Any chance that hubby’s new job might offer health insurance coverage?

I thought it was now illegal to not have health insurance. The rich folks like yourself, (80k a year) need to help subsidize the poorer people that can’t afford it.

There was an article in the newsapaper today (haven’t read it completely yet) where the premise was that 11 million people are now in your position - dramatically higher health care costs because of finding a better job.

Seems like the only law that is consistently enforced any more is the law of unintended consequences…

:rolleyes:

“Fair” could of course mean many very different things in this context, but one way to measure it might be to say that a fair insurance cost is one that accurately pays for your expected health care costs based on your demographic information.

By that definition, your cost is unfair in your favor. Obamacare limits how much the price of insurance can vary based on age. Young people are paying more than their actuarial cost and older people are paying less.

That’s far from the only definition of “fair” that we could use, but it should be considered among them.

The subsidies come from an payroll tax. Not premiums.

I think the main issue is just that old people consume a lot more healthcare then the young. The average amount consumed by men doubles between 50 and 60. So without subsidies from the young, so will premiums.
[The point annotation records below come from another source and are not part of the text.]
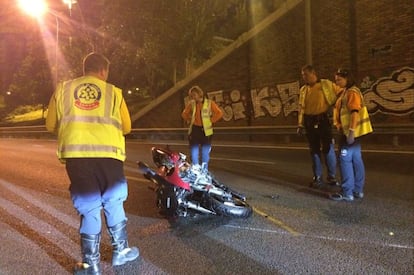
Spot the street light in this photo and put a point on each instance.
(37, 9)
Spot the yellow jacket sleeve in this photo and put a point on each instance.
(51, 118)
(125, 118)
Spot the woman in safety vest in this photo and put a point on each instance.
(200, 113)
(348, 120)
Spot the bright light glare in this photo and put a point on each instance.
(35, 8)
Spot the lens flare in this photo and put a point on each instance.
(35, 8)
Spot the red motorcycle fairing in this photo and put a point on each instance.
(172, 176)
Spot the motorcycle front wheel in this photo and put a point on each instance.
(235, 207)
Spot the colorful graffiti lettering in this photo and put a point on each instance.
(265, 101)
(392, 95)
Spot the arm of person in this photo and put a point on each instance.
(125, 118)
(51, 118)
(186, 114)
(354, 105)
(217, 113)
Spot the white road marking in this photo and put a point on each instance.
(283, 232)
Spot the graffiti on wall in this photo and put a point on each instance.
(390, 95)
(393, 95)
(267, 101)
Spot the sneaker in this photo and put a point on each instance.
(341, 197)
(358, 195)
(316, 182)
(332, 181)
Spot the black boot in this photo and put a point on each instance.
(121, 252)
(90, 256)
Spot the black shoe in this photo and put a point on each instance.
(358, 195)
(316, 182)
(341, 197)
(332, 181)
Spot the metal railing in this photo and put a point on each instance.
(387, 134)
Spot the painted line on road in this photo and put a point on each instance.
(382, 244)
(277, 222)
(246, 160)
(257, 146)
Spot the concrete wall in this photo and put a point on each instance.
(258, 83)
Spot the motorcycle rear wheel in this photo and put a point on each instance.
(235, 208)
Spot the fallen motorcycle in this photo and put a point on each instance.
(183, 189)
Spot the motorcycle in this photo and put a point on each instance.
(183, 189)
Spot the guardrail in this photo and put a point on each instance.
(390, 134)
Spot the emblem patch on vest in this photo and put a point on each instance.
(87, 96)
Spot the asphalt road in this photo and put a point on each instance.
(294, 229)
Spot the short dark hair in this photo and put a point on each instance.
(95, 62)
(308, 68)
(345, 73)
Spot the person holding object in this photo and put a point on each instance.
(200, 113)
(91, 118)
(352, 121)
(315, 99)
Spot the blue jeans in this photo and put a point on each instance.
(330, 159)
(96, 184)
(352, 168)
Maybe, just maybe, we can move away from the insurance model and get government health care for all. The way things are now, employers are paying through the nose, or individuals and families are. If only some other country had a system we could copy.

To add insult to injury, employers can deduct the cost of employee insurance at tax time. The self-employed who buy there own insurance cannot.

To the OP, the Covered California costs are in line with what we pay for my wife’s coverage (I just aged out of Obamacare and have socialized health care).

You clearly do not know how an insurance company works.

How is that an insult? If own a business and I have to pay for a portion of my employee’s health insurance to attract that employee to come work for me, how is that not a business deduction?

If I buy my own insurance, it’s no different than buying my own food, housing, etc. Why should I be able to deduct those expenses as business deductions?

So the poverty level now is considered 80k per year?

In cases where a business-owner pays part or all of his employee’s health insurance premiums, that cost is a deductible business expense. BUT in many cases the business-owner (and his spouse and/or kids) are also covered by the same group health insurance policy. So he can also deduct the cost of his (and his family’s) health insurance premiums as a business expense.

An independent contractor is already disadvantaged because he has to pay both the employee and employer portion of Medicare and Social Security taxes (15.3% vs. 7.65% for W2 employees). So it doesn’t seem fair that he also can’t deduct the cost of health insurance premiums he pays…

If a self-employed/independent contractor set themselves up as a C-corp or similar entity, I wonder if they could then deduct insurance premiums as a business expense? I left the accounting world almost a decade ago, so I’m not absolutely certain, but I think it would work.

If you are self employed, you can deduct premiums:

By the way, the answer is $0. We really should move to universal health care. We are going to pay for it one way or the other.